Litter box bad habits

Teighlor DanielsTeighlor Daniels HumphreyMember Posts: 24
edited 21 January, 2009 in Behavior & Training
My dear 8 year old feline Twister has always had a habit of pooping outside of the litter box when it was full or if he'd went even once that day...well now he does so occasionally still but not because the litter box has been used. Is there anyway to fix this behavior?


  • Tara WTara W St. PaulMember Posts: 939
    edited 20 January, 2009
    Some kitties just refuse to step in dirty litter (and really who can blame them?) and if there is a lingering smell of pee or poo or bits of dirty litter they'd just rather not go in. I would suggest getting at least two brand new BIG (the biggest your space will allow) litter boxes and fill with 4-6 inches of litter. He may not want to go in a box if has any waste in it at all, so have at least one other box available for him to use if you haven't scooped his last trip in yet. Scoop the boxes as frequently as possible and add litter as necessary to maintain the level of litter and to offer a clean top layer. My cats aren't what I would call picky about their boxes, BUT I have six boxes available for my two cats and two ferrets. They will always go and pick a clean box to do their business in if there is a poop in the box they first go to. There is never ever more than one poop in a box. Because I have six boxes and my animals are raw fed I can get away with scooping just once a day (The cats don't always poop every day because of the raw diet.). But you may need to scoop twice or more per day. If he's been doing this for a long time I would suggest being ultra-ultra diligent about scooping his litter as quickly after he's used it as possible to make the box super attractive and inviting to him. Good luck!
  • Joy WaltersJoy Walters Member Posts: 9,276
    edited 20 January, 2009
    I'm so lucky that my cats are not finicky about their boxes even though I do scoop every day. That's good advice about a bigger box--that's what I had to do with my first cat, Shizzie. He never realized that his "business end" was hanging over the edge of the box. Once I got a larger, deeper box, I never had that problem again.
  • Teighlor DanielsTeighlor Daniels HumphreyMember Posts: 24
    edited 20 January, 2009
    thanks so much ^_^I'll try to do as you suggest, especially since Twist is coming to live with me and my other cat Cricket. He is declawed though (not by my choice) and I worry about him an cricket getting into it, cause Twister HATES meeting other cats (he holds grudges against me too for it for looong periods of time...he like bit me twice when I brought the puppies home) I've had only one other cat around him, and it took months for them to get on, and then there were two kittnes for a short time, but Twister is a very stressy cat and I was wondering, do you think I should move him in first then bring the other once he is adjusted, or vice versa?
  • Tara WTara W St.
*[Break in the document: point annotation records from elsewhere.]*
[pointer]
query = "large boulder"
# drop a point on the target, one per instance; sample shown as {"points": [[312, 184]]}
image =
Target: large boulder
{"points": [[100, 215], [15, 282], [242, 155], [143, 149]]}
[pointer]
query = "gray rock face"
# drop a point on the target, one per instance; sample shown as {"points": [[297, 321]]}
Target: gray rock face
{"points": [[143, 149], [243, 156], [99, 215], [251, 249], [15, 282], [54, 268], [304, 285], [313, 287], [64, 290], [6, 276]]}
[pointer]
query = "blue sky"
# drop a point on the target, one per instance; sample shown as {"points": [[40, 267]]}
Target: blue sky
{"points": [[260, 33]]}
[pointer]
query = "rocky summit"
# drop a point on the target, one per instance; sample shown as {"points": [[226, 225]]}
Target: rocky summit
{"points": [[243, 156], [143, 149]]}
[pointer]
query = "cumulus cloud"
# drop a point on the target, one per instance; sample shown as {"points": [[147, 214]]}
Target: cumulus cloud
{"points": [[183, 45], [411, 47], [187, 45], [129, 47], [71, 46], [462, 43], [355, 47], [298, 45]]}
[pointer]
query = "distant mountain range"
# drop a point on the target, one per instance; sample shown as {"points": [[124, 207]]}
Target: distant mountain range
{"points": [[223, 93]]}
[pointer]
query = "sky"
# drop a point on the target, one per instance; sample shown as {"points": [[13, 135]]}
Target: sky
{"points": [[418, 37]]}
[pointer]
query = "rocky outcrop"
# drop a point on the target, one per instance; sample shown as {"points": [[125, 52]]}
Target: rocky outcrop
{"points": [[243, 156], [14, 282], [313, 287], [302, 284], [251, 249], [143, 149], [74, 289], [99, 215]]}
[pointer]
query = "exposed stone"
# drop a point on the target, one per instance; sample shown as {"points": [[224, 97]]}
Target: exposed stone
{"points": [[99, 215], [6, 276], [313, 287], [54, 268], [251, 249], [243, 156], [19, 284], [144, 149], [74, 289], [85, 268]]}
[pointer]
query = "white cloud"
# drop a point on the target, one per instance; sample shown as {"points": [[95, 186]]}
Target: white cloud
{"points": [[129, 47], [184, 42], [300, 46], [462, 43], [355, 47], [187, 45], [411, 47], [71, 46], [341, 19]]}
PaulMember Posts: 939
    edited 21 January, 2009
    My opinion would be to move both cats in at once. Not only will neither of them have an opportunity to claim territory, but they may actually bond because they're both in a new situation. Have two safe places with familiar bedding, toys, bowls, etc. for each of them and if they seem to be getting too stressed put them in their respective safe room. I would even try swapping cats into the other's safe room every once in a while to get all their smells mingled. I think moving two cats that don't know each other into a new house would be the best situation for all the parties involved. As long as you stay the calm center of their new world I think everything will turn out just peachy after a few days.